Law enforcement agents served the Republican senator from North Carolina a warrant on Wednesday night and seized a cellphone, the Los Angeles Times reports.
The Justice Department is investigating stock trades the chairman of the Senate Intelligence Committee made as he was receiving daily coronavirus briefings.
Lawmakers privy to intelligence are not allowed to act on information they obtain because of their position. Burr sat on two committees that received early coronavirus briefings. One day prior to his stock sales, the health committee he serves on received a briefing.
A law enforcement official said the Justice Department wanted the cellphone to examine Burr’s communications with his broker.

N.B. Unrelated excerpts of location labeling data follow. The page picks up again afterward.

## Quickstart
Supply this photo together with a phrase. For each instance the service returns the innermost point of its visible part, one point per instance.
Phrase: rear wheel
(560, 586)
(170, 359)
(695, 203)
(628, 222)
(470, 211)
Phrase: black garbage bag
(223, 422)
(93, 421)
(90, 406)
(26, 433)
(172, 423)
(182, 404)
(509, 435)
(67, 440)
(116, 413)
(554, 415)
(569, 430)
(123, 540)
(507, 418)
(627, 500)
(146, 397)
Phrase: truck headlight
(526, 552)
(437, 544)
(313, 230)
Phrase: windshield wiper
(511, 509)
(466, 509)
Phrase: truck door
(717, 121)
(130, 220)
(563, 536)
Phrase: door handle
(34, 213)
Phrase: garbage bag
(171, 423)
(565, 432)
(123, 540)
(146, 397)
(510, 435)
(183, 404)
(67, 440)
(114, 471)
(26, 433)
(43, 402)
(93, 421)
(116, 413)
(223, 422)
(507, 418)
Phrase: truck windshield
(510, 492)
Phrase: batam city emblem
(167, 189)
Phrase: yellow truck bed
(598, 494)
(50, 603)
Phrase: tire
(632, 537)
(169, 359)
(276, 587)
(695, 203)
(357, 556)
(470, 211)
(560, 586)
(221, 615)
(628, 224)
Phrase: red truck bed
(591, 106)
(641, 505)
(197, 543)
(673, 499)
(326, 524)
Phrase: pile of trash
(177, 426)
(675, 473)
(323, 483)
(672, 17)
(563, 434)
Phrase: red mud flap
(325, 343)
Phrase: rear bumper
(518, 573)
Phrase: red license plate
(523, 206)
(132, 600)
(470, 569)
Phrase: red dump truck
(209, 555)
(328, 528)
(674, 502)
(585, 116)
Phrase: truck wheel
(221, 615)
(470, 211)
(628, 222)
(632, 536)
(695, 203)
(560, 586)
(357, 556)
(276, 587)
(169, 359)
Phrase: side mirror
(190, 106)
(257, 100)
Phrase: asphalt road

A second law enforcement official said FBI agents had already served a warrant to Apple seeking information from Burr’s iCloud account. Evidence they found on his iCloud led them to ask for the cellphone, the official said.
Burr got rid of a large percentage of his stock portfolio and made 33 different transactions on Feb. 13, which was publicly disclosed. ProPublica first reported the sales, which ranged between $628,000 and $1.72 million.
Burr said he would ask the Senate Select Committee on Ethics to review his financial moves.
The STOCK Act, which allows lawmakers to own stock and requires them to disclose their activity, is the rule that bars them from acting on privileged information. The law passed in the Senate in 2012, but Burr was one of three senators who voted against the rule.
Burr’s brother-in-law Gerald Fauth also got rid of several stocks on Feb. 13, according to Office of Government Ethics records. Fauth serves on the National Mediation Board, which handles labor issues in the railroad and airline industries.
The newspaper reports that Burr has denied coordinating trading with his brother-in-law. The sell-offs happened before the market took a steep decline.